O elenco está fantástico. Michael Keaton apresenta-se com a melhor intepretação do ano. Sua atuação é praticamente indescretível. Ele consegue realmente viver o personagem e ajuda assim ao público emergir na história e esquecer realmente que trata-se de um antigo Batman. Trata-se do papel mais artístico de Keaton e ele não deixa a chance escapar. Faz um trabalho digno de reconhecimento. Aliados a ele, Emma Stone e Edward Norton fazem um excelente trabalho de suporte, tendo seus momentos de destaque. É um elenco muito bem selecionado e que mostrou-se bastante entrosado. Birdman é um daqueles filmes que mesmo se não for premiado ficará na memória daqueles que o assistiram como uma obra satírica, sarcástica e até mesmo inovadora.

Nota: 

- Demolidor

quinta-feira, 5 de fevereiro de 2015

Crítica de "O Jogo da Imitação"

Se está na moda cinebiografias dramáticas, eis mais uma. Associada ainda com o tema Segunda Guerra Mundial? Teria tema mais clichê? Quem fez essa pergunta se surpreendeu ao conhecer o filme "O Jogo da Imitação". O filme conta a história de Alan Turing (Benedict Cumberbatch), o gênio matemático que descobriu o código nazista usado na máquina Enigma. Essa descoberta, segundo os historiadores,encurtou a Guerra por dois anos, salvado 14 milhões de vidas.Trata-se de um dos maiores heróis de guerra da história mundial! E você provavelmente nunca ouviu falar em Turing. Isso tudo porque essa brilhante e emocionante trajetória foi mantida em sigilo por mais de 50 anos. Muito tempo depois de falecido é que a história de Turing veio a tona. Primeiro no livro de Andrew Hodges e agora nas grandes telonas.

O roteiro é de Graham Moore. Trata-se de um roteiro brilhante. O roteirista consegue apresentar os fatos reais de uma forma bastante dinâmica. Provavelmente os fatos reais demoraram para se desenvolver, com grandes intervalos entre grandes acontecimentos. No filme,os personagens possuem relações interessantíssimas. O círculo de pessoas em volta da descoberta do código está em constante conflito e o roteiro cria uma tensão entre os personagens primorosa. Além disso, a personalidade de Alan Turing é muito bem apresentada. Existe um outro lado de Turing que o filme apresenta bem: seu lado homossexual. E o filme apresenta esse lado de uma forma tão sutil que não nos surpreende. E mais: o roteiro consegue criticar a sociedade homofóbica da época por meio de diálogos e reações dos personagens.Além disso constrói toda a personalidade de Turing por meio de acontecimentos de sua vida (o filme passa-se em tres momentos distintos da vida do matemático). O roteiro tem o mérito, portanto, de dar um ritmo agradável ao filme, prendendo a atenção do espectador e criando um vínculo com os personagens.

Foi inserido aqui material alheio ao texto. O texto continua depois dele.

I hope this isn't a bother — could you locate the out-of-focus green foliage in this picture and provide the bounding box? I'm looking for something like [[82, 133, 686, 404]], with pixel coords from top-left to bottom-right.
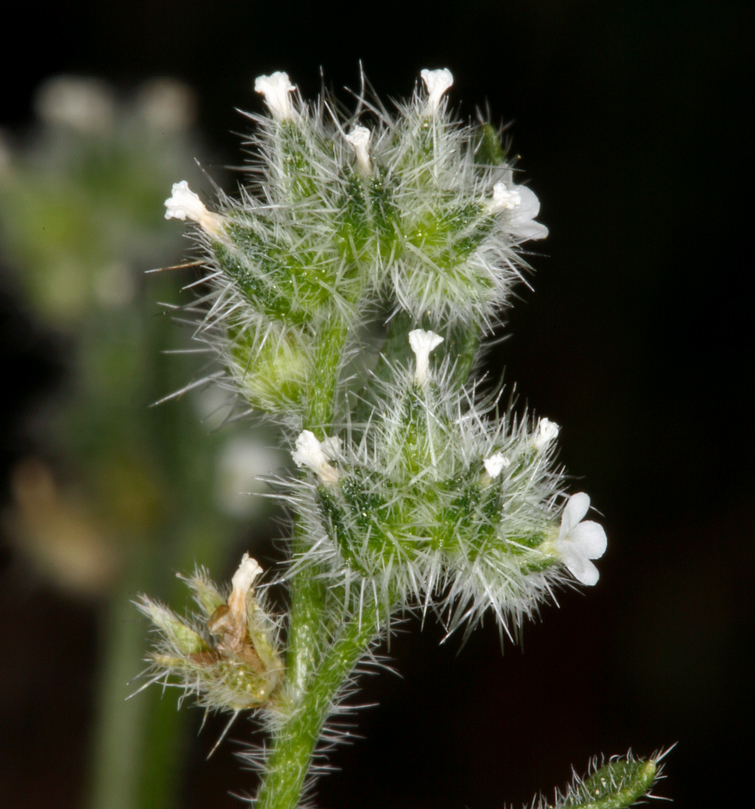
[[0, 77, 280, 809]]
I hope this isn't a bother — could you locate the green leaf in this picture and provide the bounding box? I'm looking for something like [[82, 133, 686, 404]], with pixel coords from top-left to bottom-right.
[[556, 756, 658, 809]]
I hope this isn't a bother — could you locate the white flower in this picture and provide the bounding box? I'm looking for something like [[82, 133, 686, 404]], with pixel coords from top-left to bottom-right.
[[228, 553, 262, 625], [345, 126, 372, 174], [165, 180, 223, 233], [483, 452, 511, 478], [554, 492, 608, 585], [532, 419, 561, 451], [291, 430, 340, 483], [254, 71, 296, 121], [488, 182, 548, 241], [420, 67, 454, 115], [491, 183, 522, 211], [409, 329, 443, 385], [207, 553, 262, 654]]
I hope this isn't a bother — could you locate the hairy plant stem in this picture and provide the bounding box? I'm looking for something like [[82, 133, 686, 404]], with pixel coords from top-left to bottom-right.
[[255, 604, 380, 809]]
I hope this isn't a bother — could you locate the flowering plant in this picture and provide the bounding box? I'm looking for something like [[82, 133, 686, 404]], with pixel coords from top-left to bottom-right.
[[140, 70, 660, 809]]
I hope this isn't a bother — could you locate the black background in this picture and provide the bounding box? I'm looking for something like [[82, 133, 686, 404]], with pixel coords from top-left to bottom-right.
[[0, 0, 755, 809]]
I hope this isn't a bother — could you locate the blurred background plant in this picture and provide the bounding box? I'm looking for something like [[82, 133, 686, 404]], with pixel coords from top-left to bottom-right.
[[0, 76, 282, 809]]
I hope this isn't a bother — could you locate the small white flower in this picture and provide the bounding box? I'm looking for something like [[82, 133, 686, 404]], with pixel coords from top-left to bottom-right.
[[254, 71, 296, 121], [165, 180, 223, 233], [532, 419, 561, 451], [483, 452, 511, 478], [488, 182, 548, 241], [420, 67, 454, 115], [228, 553, 262, 626], [554, 492, 608, 585], [291, 430, 340, 483], [345, 126, 372, 174], [409, 329, 443, 385], [490, 183, 522, 211]]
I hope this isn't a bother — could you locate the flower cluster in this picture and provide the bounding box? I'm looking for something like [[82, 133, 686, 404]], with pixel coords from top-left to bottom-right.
[[154, 70, 606, 745], [286, 330, 606, 634], [165, 70, 547, 416]]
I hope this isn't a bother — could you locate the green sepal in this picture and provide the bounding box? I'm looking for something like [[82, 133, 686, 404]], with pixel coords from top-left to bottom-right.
[[557, 758, 658, 809], [185, 572, 226, 618], [145, 601, 210, 655]]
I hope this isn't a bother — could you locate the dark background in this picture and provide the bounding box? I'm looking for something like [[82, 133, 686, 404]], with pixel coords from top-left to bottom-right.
[[0, 0, 755, 809]]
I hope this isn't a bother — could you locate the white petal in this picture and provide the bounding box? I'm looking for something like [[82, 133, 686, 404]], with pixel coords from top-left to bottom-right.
[[228, 553, 262, 626], [556, 540, 600, 585], [254, 71, 296, 121], [165, 180, 223, 233], [513, 185, 540, 219], [291, 430, 338, 483], [346, 126, 372, 174], [483, 452, 511, 478], [558, 492, 590, 539], [409, 329, 443, 384], [569, 520, 608, 559], [509, 185, 548, 239], [532, 419, 561, 450], [489, 183, 522, 211], [420, 67, 454, 115]]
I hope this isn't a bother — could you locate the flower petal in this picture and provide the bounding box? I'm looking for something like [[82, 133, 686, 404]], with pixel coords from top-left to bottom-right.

A direção é de Morten Tyldum. Ele apresenta uma direção muito consciente. Sem apresentar enormes tomadas e planos sequências devastadores, o diretor mostra-se preocupado com acompanhar o roteiro. Com a câmera na maior parte do tempo na mesma altura dos personagens, a câmera se torna apenas uma observadora. E não precisava ser mais que isso. Devido a fascinante história, a câmera não precisava de inovaçôes, apenas acompanhar a história seria suficiente. Aliás, a direção se mostra preocupada com os atores e extrai ao máximo seus potenciais artísiticos. O elenco torna-se assim excelente. Benedict Cumberbatch (que está numa crescente de sucesso) conduz muito bem o filme. Sua atuação é metódica e desafiadora. Aliás existem alguns momentos do filme que sua atuação lembra seu próprio Sherlock da série da BBC. Mas é nesse filme que Cumberbatch prova seu verdadeiro valor artístico nas cenas de emoção, principalmente. O elenco de apoio também está muito bom, destaque para Keira Knightley e Charles Dance.

O filme precisa ser visto, não somente por tratar-se de uma excelente obra cinematográfica, mas por apresentar a história de um verdadeiro herói desconhecido. Não sei se essa forte campanha do Oscar conseguirá enaltecer o valor do filme, e se não o fizer será uma pena. "O Jogo da Imitação" é a perfeita combinação entre uma história real imprescindível e um filme bem feito com roteiro e atores fantásticos.